Now all you have to do is learn to cook. If you know how to cook, healthy foods always taste good. After you have finished Roberts' book you need but enroll in cooking school. That will surely slim you down.
Or else, go out and buy a copy of Jessica Seinfeld's "Deceptively Delicious." Seinfeld's cook book shows how you can reprogram a child to like healthy food by mixing some broccoli puree with the cheese whiz.
The real problem is that diet books... as opposed to guides to good nutrition... imagine that human life is a struggle between a human being and his or her appetite. Strangely, they often assume, in a Freudian twist, that it is always a losing struggle.
To some extent Freud was right. If you define your existence as a struggle with your appetite, you are going to lose. Not for lack of willpower, but because by defining yourself as an autonomous human unit you are depriving yourself of the human fellowship and ritual that normally accompanies food consumption.
You cannot eat healthy by using food to medicate your despair at eating alone.
Dieting and nutrition, to say nothing of health and a good attitude, involves far more than your ability to control what enters your mouth, and when. It must balance exercise, nutrition, social activities, family functions, and work.
It is much easier to control your appetite and to eat well when you eat with others. Eating with others is not infallible, but it is surely a step in the right direction.
Unfortunately, the culture is not friending your good health. In some circles, it is a badge of honor to be on a diet. If you are not on one you will have nothing to talk about when your friends share their alimentary issues. If you are comfortable with your weight and like your body as it is, many people will find that you are abnormal.
Now, let's change the question a bit and ask: how many people would put their sexual appetites on a diet? How many would make sexual self-control and deprivation a point of pride? Haven't we been told that it is a moral imperative to satisfy sexual desires?

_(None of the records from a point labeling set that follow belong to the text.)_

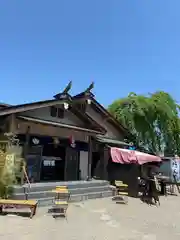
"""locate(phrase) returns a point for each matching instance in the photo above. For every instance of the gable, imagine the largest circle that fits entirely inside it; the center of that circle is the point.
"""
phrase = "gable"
(45, 114)
(112, 132)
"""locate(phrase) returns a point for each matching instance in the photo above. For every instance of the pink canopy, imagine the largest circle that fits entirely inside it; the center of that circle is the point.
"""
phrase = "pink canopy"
(125, 156)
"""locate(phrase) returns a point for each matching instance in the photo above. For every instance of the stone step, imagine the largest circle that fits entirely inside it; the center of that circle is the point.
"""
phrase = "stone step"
(73, 191)
(39, 187)
(76, 198)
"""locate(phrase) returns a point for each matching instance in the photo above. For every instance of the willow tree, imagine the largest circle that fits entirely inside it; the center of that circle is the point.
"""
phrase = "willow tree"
(152, 120)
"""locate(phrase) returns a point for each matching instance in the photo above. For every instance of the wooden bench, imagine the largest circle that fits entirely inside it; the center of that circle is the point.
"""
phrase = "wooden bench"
(8, 203)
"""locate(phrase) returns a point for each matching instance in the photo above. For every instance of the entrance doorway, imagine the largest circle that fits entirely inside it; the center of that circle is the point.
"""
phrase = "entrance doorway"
(95, 164)
(53, 163)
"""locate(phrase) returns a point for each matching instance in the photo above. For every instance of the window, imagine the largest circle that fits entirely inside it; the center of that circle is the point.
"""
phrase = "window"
(57, 112)
(60, 113)
(53, 111)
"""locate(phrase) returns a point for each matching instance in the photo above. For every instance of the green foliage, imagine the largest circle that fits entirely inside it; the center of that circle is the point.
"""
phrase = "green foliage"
(6, 184)
(153, 120)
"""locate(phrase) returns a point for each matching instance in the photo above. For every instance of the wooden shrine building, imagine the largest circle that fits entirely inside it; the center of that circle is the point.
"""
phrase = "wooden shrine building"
(65, 138)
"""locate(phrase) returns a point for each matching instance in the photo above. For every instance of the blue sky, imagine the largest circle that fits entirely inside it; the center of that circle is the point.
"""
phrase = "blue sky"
(123, 45)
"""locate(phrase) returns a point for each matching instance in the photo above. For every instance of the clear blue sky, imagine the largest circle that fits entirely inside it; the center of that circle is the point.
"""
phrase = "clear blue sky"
(123, 45)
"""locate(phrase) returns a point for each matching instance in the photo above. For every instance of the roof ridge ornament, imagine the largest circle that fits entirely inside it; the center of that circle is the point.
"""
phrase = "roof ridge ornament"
(65, 92)
(88, 90)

If there is no such thing as being too rich or too thin, there is also no such thing as having too much sex.
Someone will want to interject here that the difference is that sexual activity does not cause anyone to put on weight.
But if that is true, then perhaps it is because sex involves a certain amount of... exercise!
How can people have healthy lives and temperate appetites when they are being tossed between two contradictory cultural imperatives: one says that appetite must be rigorously controlled while the other says that it must be indulged.
Wouldn't it be better to say that neither appetite should suffer excessive deprivation or indulgence, and that they should both be exercised frequently and in moderation? Wouldn't that move us out of the realm of weight-loss and into the world of healthy.